In October 2016, telecoms firm Level 3 was hit by an outage that prevented its customers from making and receiving calls for 84 minutes.
Affecting customers across the US, the outage resulted in around 111 million calls being blocked. The FCC report indicates that the situation was largely caused by poor coding in the company's call blacklisting system, combined with an unintuitive GUI.
The technician was unaware of the consequences of leaving a field in the network management software blank
It occurred as a result of a company employee entering numbers into the company's network management software for blocking rogue callers.
However, they failed to enter the numbers into a particular field - leaving them blank instead of making a duplicate entry, which the technician didn't think needed to be filled.
Instead of ignoring this, though, the software interpreted the empty field as a wildcard that effectively included all of the company's numbers.
Once activated, even calls to emergency services were blocked.
Overall, an estimated 2.9 million voice-over-IP customers and 2.3 million wireless users were caught up in the outage. Out of 111 million blocked calls, 109 million of them were internet-based.
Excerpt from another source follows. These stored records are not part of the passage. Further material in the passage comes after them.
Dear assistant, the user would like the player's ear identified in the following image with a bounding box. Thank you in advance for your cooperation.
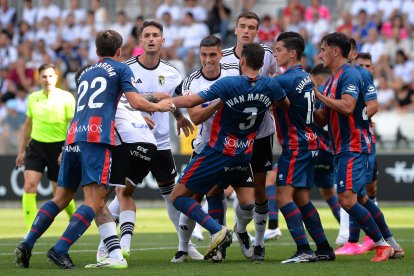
[116,48,121,59]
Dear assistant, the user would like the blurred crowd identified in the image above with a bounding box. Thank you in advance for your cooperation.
[0,0,413,154]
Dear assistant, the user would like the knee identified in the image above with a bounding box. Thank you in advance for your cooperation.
[338,195,355,210]
[24,180,38,193]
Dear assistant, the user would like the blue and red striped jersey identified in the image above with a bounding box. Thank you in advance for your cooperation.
[314,85,331,153]
[324,63,370,154]
[354,64,378,145]
[273,64,318,151]
[198,75,286,157]
[66,58,138,145]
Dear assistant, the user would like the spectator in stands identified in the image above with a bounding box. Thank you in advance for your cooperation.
[395,82,414,112]
[110,11,133,47]
[352,9,376,44]
[181,0,207,22]
[8,58,35,95]
[351,0,377,17]
[61,0,86,25]
[256,14,280,48]
[0,67,13,103]
[62,58,80,93]
[175,12,209,72]
[377,0,401,22]
[300,28,317,70]
[56,41,82,73]
[205,0,231,44]
[360,29,384,64]
[12,21,35,47]
[382,28,411,65]
[284,7,306,33]
[336,11,353,36]
[376,74,395,111]
[36,0,61,27]
[22,0,37,28]
[305,9,329,45]
[304,0,331,22]
[0,0,16,31]
[238,0,257,12]
[92,0,108,30]
[31,39,56,68]
[392,49,414,85]
[160,12,179,60]
[401,0,414,27]
[0,30,17,69]
[57,12,82,48]
[34,16,58,49]
[282,0,305,26]
[381,14,410,39]
[156,0,180,23]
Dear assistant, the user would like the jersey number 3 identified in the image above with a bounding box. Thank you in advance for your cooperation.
[239,107,258,130]
[76,77,107,112]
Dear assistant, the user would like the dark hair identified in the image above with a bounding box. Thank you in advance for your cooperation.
[38,63,56,74]
[95,30,123,57]
[349,37,357,51]
[396,49,408,62]
[310,63,331,76]
[75,64,93,85]
[200,35,221,48]
[276,31,305,60]
[141,20,163,35]
[236,11,260,29]
[356,52,372,61]
[241,43,264,70]
[321,32,351,58]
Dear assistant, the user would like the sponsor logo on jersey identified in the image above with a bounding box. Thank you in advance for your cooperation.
[134,78,142,83]
[265,161,272,167]
[158,75,165,86]
[247,177,253,182]
[224,137,254,149]
[64,144,81,152]
[305,132,318,141]
[67,123,103,134]
[224,166,249,172]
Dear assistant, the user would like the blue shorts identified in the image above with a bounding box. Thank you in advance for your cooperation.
[314,150,335,189]
[178,145,254,195]
[366,143,376,183]
[276,149,316,188]
[58,141,112,191]
[334,152,368,197]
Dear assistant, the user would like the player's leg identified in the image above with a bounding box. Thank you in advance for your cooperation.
[276,150,316,264]
[336,153,393,262]
[264,165,282,241]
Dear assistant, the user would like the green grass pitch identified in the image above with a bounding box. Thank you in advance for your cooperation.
[0,206,413,275]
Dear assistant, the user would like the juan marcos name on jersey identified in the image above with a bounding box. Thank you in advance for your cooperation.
[66,58,138,145]
[183,63,240,154]
[198,75,286,157]
[323,63,370,154]
[273,64,318,151]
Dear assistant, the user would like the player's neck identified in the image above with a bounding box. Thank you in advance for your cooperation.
[330,58,348,76]
[285,61,301,70]
[235,43,245,58]
[138,53,160,68]
[202,67,220,79]
[243,67,260,78]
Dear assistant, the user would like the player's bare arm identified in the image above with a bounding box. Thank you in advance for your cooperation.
[187,100,223,125]
[315,92,357,116]
[125,91,175,112]
[366,99,379,118]
[142,92,171,103]
[16,117,33,167]
[171,107,194,137]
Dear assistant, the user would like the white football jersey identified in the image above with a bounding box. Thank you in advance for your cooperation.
[114,95,156,146]
[125,57,183,150]
[183,63,240,154]
[221,44,281,138]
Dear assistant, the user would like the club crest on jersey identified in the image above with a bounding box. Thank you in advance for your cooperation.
[158,75,165,86]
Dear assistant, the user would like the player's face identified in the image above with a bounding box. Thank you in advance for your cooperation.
[319,42,334,69]
[200,46,222,72]
[39,67,57,91]
[140,26,164,54]
[357,58,373,73]
[235,17,258,45]
[274,41,290,67]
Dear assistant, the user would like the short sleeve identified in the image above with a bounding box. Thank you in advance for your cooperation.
[340,71,360,99]
[197,77,227,102]
[120,65,139,94]
[270,78,286,102]
[26,94,33,118]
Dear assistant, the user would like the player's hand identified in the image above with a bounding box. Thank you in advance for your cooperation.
[16,152,25,167]
[176,116,194,137]
[143,115,156,129]
[57,152,62,166]
[157,99,175,112]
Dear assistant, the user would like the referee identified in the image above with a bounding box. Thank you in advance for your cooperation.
[16,63,76,232]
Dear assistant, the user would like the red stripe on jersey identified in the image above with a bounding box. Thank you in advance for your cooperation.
[331,110,342,154]
[100,148,110,185]
[285,110,299,150]
[305,126,318,150]
[362,129,371,153]
[66,120,78,145]
[286,149,298,185]
[181,156,206,185]
[348,115,362,152]
[209,108,223,148]
[110,120,115,145]
[223,133,237,156]
[319,136,329,152]
[87,117,102,143]
[345,157,354,190]
[244,132,257,155]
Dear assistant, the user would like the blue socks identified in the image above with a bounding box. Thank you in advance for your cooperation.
[326,195,341,223]
[206,194,225,225]
[348,216,361,243]
[54,205,95,255]
[346,203,383,242]
[299,202,328,245]
[25,201,61,250]
[266,185,279,222]
[363,199,392,239]
[174,196,222,234]
[280,202,309,248]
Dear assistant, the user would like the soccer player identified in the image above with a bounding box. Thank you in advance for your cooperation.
[314,32,403,262]
[310,64,341,224]
[221,11,281,259]
[14,30,174,269]
[166,43,289,261]
[119,20,203,260]
[335,40,383,255]
[273,32,335,264]
[171,35,240,263]
[16,64,76,232]
[263,164,282,241]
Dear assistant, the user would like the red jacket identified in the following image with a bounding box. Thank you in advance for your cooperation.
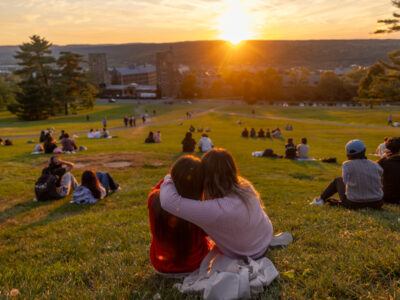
[147,180,211,273]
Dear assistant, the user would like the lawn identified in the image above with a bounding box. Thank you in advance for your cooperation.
[0,101,399,299]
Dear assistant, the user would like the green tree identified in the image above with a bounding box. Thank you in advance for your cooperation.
[8,35,55,120]
[375,1,400,33]
[316,72,353,102]
[54,52,97,115]
[261,68,284,101]
[0,77,16,110]
[180,73,198,99]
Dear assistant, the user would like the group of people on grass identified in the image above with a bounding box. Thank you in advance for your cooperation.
[242,127,283,139]
[312,137,400,208]
[0,138,13,146]
[123,115,137,127]
[35,156,119,204]
[182,132,214,153]
[145,131,162,144]
[87,128,111,139]
[35,130,81,154]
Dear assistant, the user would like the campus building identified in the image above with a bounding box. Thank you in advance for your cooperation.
[110,64,157,86]
[88,53,110,88]
[156,49,179,98]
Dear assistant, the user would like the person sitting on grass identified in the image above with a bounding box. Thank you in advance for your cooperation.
[241,128,249,138]
[0,138,3,146]
[159,148,276,259]
[311,140,384,209]
[72,170,120,204]
[43,133,58,154]
[182,132,196,153]
[39,130,46,143]
[94,129,102,139]
[4,139,13,146]
[154,131,162,143]
[61,133,78,152]
[148,155,212,275]
[266,129,272,139]
[258,129,265,138]
[87,129,95,139]
[59,130,66,140]
[271,128,282,139]
[35,156,77,201]
[376,137,389,158]
[285,138,297,160]
[297,138,310,159]
[101,128,110,139]
[198,134,213,153]
[145,131,156,144]
[378,137,400,204]
[250,128,256,138]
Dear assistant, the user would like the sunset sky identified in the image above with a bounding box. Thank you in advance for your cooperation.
[0,0,399,45]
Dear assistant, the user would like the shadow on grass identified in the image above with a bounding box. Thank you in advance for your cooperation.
[0,199,54,225]
[20,201,92,230]
[357,206,400,232]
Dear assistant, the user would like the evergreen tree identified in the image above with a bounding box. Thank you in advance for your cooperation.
[54,52,97,115]
[0,77,16,110]
[375,1,400,34]
[8,35,55,120]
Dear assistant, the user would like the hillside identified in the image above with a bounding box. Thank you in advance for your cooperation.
[1,40,400,69]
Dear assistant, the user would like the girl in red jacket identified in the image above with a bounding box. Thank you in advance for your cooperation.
[147,155,211,275]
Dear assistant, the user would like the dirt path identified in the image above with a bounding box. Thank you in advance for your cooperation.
[5,105,225,140]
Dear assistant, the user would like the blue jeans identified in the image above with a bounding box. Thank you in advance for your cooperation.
[96,172,119,194]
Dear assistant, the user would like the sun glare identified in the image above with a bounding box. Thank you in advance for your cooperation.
[218,0,254,45]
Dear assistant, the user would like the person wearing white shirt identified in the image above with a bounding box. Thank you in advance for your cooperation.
[376,137,388,158]
[297,138,310,159]
[198,134,214,153]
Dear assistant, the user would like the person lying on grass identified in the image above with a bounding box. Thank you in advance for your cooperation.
[160,148,274,259]
[312,140,384,209]
[378,137,400,205]
[72,170,120,204]
[147,155,212,275]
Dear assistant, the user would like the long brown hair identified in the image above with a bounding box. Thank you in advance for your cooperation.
[201,148,262,207]
[152,155,204,263]
[81,170,102,199]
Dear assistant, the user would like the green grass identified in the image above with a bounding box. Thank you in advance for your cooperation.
[0,101,400,299]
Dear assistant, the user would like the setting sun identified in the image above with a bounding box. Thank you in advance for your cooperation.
[218,0,254,44]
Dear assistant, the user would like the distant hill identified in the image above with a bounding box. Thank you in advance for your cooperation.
[1,40,400,69]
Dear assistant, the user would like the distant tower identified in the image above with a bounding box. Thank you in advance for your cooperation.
[156,49,177,98]
[88,53,110,88]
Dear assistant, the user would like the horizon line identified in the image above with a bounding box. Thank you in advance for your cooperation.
[1,38,400,47]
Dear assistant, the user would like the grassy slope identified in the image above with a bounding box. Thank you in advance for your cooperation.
[0,102,399,299]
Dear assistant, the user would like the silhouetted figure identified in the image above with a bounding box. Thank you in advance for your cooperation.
[182,132,196,153]
[242,128,249,138]
[258,129,265,138]
[250,128,256,138]
[285,138,297,160]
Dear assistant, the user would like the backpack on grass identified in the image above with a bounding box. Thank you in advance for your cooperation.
[34,172,61,201]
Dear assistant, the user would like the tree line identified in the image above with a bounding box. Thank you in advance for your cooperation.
[0,35,97,120]
[179,67,362,104]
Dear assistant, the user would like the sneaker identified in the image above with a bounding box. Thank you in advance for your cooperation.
[310,197,325,206]
[270,232,293,248]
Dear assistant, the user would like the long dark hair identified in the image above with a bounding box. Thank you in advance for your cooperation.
[81,170,102,199]
[152,155,204,263]
[201,148,262,207]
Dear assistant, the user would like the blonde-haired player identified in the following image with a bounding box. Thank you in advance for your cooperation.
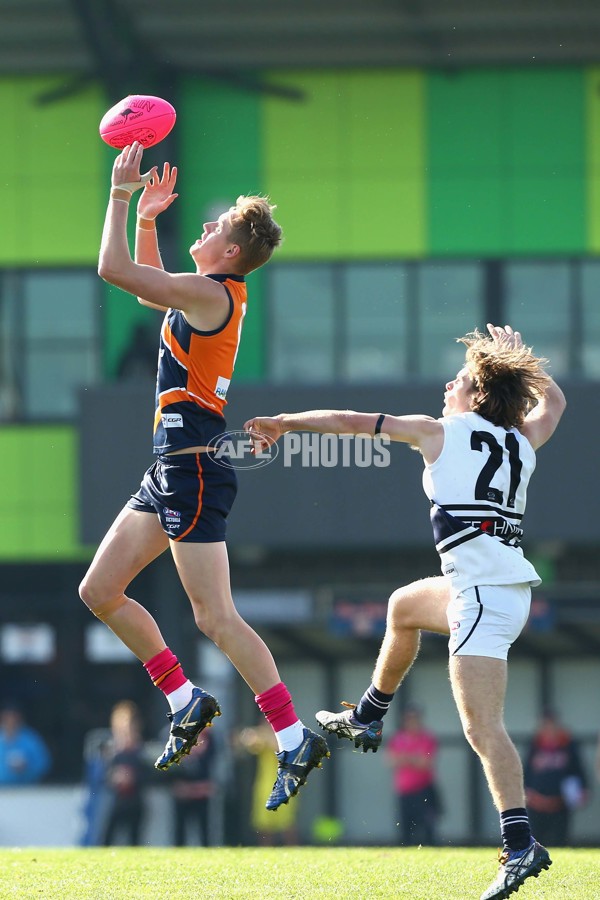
[80,142,329,812]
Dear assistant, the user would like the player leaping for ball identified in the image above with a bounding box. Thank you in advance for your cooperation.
[245,325,565,898]
[80,141,329,811]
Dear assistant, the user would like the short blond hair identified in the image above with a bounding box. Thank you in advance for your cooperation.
[228,195,282,274]
[458,330,551,429]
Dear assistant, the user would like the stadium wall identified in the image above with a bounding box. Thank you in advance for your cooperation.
[0,67,598,562]
[80,379,597,549]
[1,66,598,381]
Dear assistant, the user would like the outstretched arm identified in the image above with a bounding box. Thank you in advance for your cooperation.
[244,409,443,460]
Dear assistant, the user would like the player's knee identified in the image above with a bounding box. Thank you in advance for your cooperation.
[387,586,416,628]
[192,606,240,648]
[79,576,126,620]
[461,717,496,755]
[192,606,219,641]
[461,718,479,750]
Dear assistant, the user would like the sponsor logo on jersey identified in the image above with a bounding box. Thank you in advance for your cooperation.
[478,518,523,543]
[162,413,183,428]
[443,562,457,577]
[215,376,230,400]
[451,620,460,631]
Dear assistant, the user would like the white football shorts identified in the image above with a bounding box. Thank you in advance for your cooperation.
[447,583,531,660]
Branding it an outage with "nationwide impact", the FCC described it as the largest outage to take place in the US that it has ever seen.
Defending Level 3, the FCC said that the company identified the incident within four minutes and began implementing emergency systems to mitigate the worst effects of the outage.
"The technician was unaware of the consequences of leaving a field in the network management software blank," it explained.
"Level 3 personnel had not previously observed or experienced this behaviour in their network management software. According to Level 3, this was the first time that anti-fraud operations in network equipment caused an outage."
According to the FCC report, Level 3 was using "vendor-supplied network management software" at the time. But it has since implemented a provisioning system to ensure that such a fault doesn't happen again.